Разом вынужден он был навсегда отказаться и от алкоголя, и от никотина. А в прежнюю пору много дымил сигаретами. Помнится, года через полтора извинялся передо мной за угрюмство свое в последний период, говорил, что все это время находился в смурном и подавленном состоянии духа, совсем не мог работать. К спиртному же он с тех пор стал относиться сторонне равнодушно, даже угощал иногда, когда в дому вдруг по какому-либо поводу наличествовала выпивка, и сам, присутствуя в застолье, никакого неудовольствия не проявлял, а вот курения рядом с собой переносить не мог.
И в последовавшие свои годы при встречах представал он, как прежде — приветливо и доброжелательно спокойным, только подчас бывал более обычного молчаливым да неожиданно моментами как-то по-странному одними губами улыбался. Теперь, думается, я верно догадываюсь, что это — болевые гримасы… Да десяток лет (впрочем, так — если по общему календарю) Андрей Павлович Ромашов подвижнически одолевал сокрушительные свои недуги, а еще подымал и подымал насущные свои произведения.

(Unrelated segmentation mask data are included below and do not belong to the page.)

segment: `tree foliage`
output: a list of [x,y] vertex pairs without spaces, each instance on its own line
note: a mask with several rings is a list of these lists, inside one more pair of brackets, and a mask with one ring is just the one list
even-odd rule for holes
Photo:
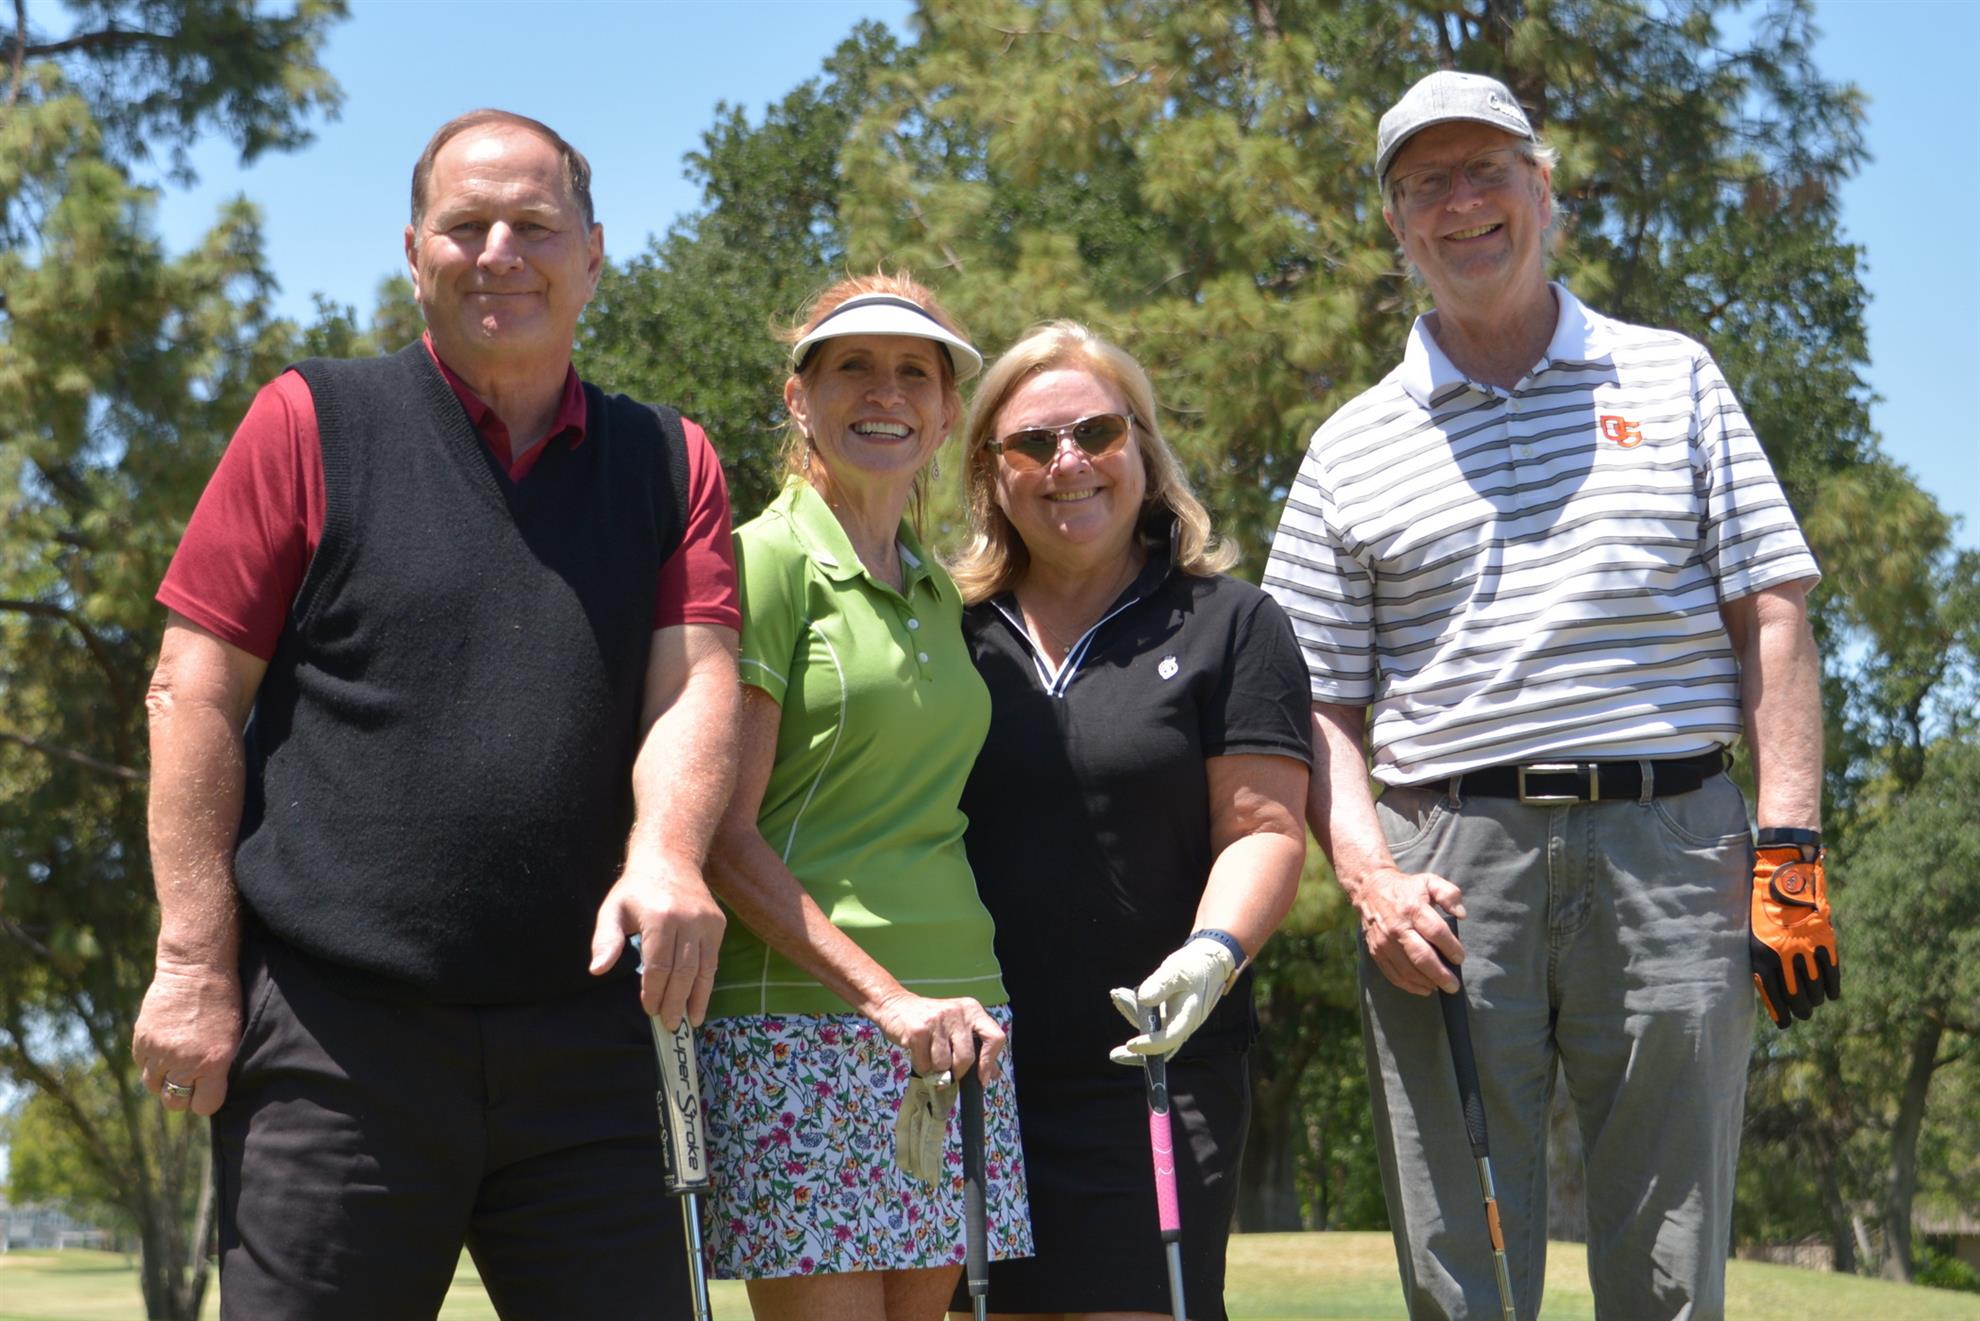
[[132,168],[149,144],[183,174],[205,133],[246,156],[305,141],[336,103],[315,53],[341,12],[98,0],[65,34],[0,27],[0,1076],[35,1092],[28,1176],[62,1169],[135,1229],[154,1317],[198,1310],[188,1213],[210,1198],[203,1133],[146,1096],[130,1058],[157,920],[151,594],[294,336],[269,314],[253,209],[171,256]]
[[[85,1224],[112,1231],[124,1243],[141,1243],[140,1226],[123,1187],[130,1171],[107,1168],[86,1143],[77,1140],[76,1111],[99,1131],[123,1123],[117,1083],[101,1067],[69,1074],[62,1081],[59,1092],[31,1093],[7,1129],[9,1200],[17,1206],[59,1206]],[[206,1125],[187,1114],[161,1111],[155,1140],[137,1154],[149,1162],[145,1179],[165,1190],[172,1223],[182,1233],[190,1231],[199,1220],[199,1198],[204,1193],[198,1171],[207,1155]]]
[[705,205],[623,268],[585,312],[579,369],[664,399],[715,439],[738,520],[776,494],[786,367],[775,326],[833,277],[842,256],[836,158],[873,71],[901,58],[866,23],[760,124],[716,107],[688,158]]
[[[305,145],[311,117],[334,116],[342,103],[317,52],[346,0],[294,0],[273,14],[253,0],[66,0],[65,7],[71,22],[60,32],[29,25],[25,5],[0,13],[7,119],[73,98],[111,160],[162,152],[171,177],[190,182],[188,152],[201,136],[234,142],[246,163]],[[20,138],[9,136],[18,147]],[[0,196],[23,182],[46,181],[16,178]],[[10,222],[0,235],[10,240],[24,232],[12,227],[21,220],[17,200],[7,197],[0,208]]]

Первой его подаренной мне книжкой оказалась последняя, вышедшая у него в Перми — выпущенный в 1981-м 2-м изданием сборник “Повести” (включивший “Одолень-траву”, “Первый снег” и “Старую пашню”). Три сборника повестей выходили при жизни писателя в Свердловске—Екатеринбурге, в Средне-Уральском книжном издательстве. Кроме отмечавшейся уже книжки “Повести” (“Одолень-трава”, “Первый снег” и “Диофантовы уравнения”), изданной в 1983-м, — в 1986-м переизданы были ранние его повести “Лесные всадники” и “Земля для всех” (в сборнике под общим названием “Земля для всех. Исторические повести”). Выпуск соотносили со сроком оформления автору возрастной пенсии, дабы хоть сколько-то увеличить ее размер — но сумма оказалась все равно очень маленькой (точно произнести не смогу, опять же нет у меня памяти на цифры). Последним прижизненным изданием у Андрея Павловича стала его книга, выпущенная в 1991-м в серии “Уральская библиотека” — “Одолень-трава. Повести” (в которую вошли “Земля для всех”, “Одолень-трава”, “Первый снег” и “Диофантовы уравнения”).

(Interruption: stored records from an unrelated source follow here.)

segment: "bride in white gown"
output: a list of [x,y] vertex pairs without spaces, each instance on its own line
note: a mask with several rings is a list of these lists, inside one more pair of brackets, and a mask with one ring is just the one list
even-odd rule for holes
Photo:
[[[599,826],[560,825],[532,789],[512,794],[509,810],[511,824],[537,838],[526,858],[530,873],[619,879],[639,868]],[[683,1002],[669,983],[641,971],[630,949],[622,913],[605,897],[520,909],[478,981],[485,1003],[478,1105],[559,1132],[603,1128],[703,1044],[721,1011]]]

Последняя прижизненная публикация Андрея Ромашова — “Осташа-скоморох” в 1-м номере журнала “Урал” за 1993 год. А все-таки как же данное сложившееся произведение правильнее жанрово определить — “роман” или “повесть”? В замечательной вдумчивой рецензии московского критика Андрея Немзера “На пороге инищого царства”, напечатанной в газете “Сегодня” за 8 июня 1993 года, сказано: “Публикация закрывается словами “конец первой книги”, но мне трудно представить продолжение этой редкостно собранной и цельной вещи”. И по факту это справедливо.
В редакционном же предисловии к посмертной уже публикации последней повести Андрея Ромашова “Ярость” (“Урал”, № 8, 1995) говорится: “…первая книга романа “Осташа-скоморох”. Публикация была выдвинута на Букеровскую премию, которую, впрочем, не получила — немалую роль сыграло то обстоятельство, что опубликованные главы представляли собою, можно сказать, развернутую экспозицию, лишь подводившую читателя к главным событиям. Тем не менее, отзывы о публикации были очень хорошие. В частности, восторженную рецензию опубликовал в газете “Сегодня” популярный критик Андрей Немзер. Помимо прочего, он высказал мнение, что произведение абсолютно завершено. По-своему критик был прав, но мы-то, в редакции, знали, на какую глыбу на самом деле замахнулся писатель и как далеко ему было еще до финала”.
Действительно, и я не без грусти был удивлен, когда, прочитав допущенный автором на журнальные страницы текст “Осташи”, не застал там памятного из того, что поведывал мне Андрей Павлович по ходу многолетнего обдумывания и многотрудного творения этой своей вещи, которую в будущем и — насколько мог — мечтал воплотить как главную “сокровенную” свою книгу. Однако слова “роман” я и здесь вроде бы от него не слышал, как не слышал вообще применительно к любым затевавшимся им и всевозможным собственным писаниям. Но думаю, что Андрей Павлович, всегда максимально строгий в оценке соответствия оперативных своих профессиональных данных доступным ему литературным притязаниям — в этом особенном случае и впрямь замышлял развернуть “роман”. Сейчас вспоминаю, как в разговорах после напечатания в журнале “первой книги” А.П. сообщал мне, что собирается выстраивать и не только вторую, третью, а и четвертую, пятую “Осташины” книги — вплоть до рубежа 30-х годов…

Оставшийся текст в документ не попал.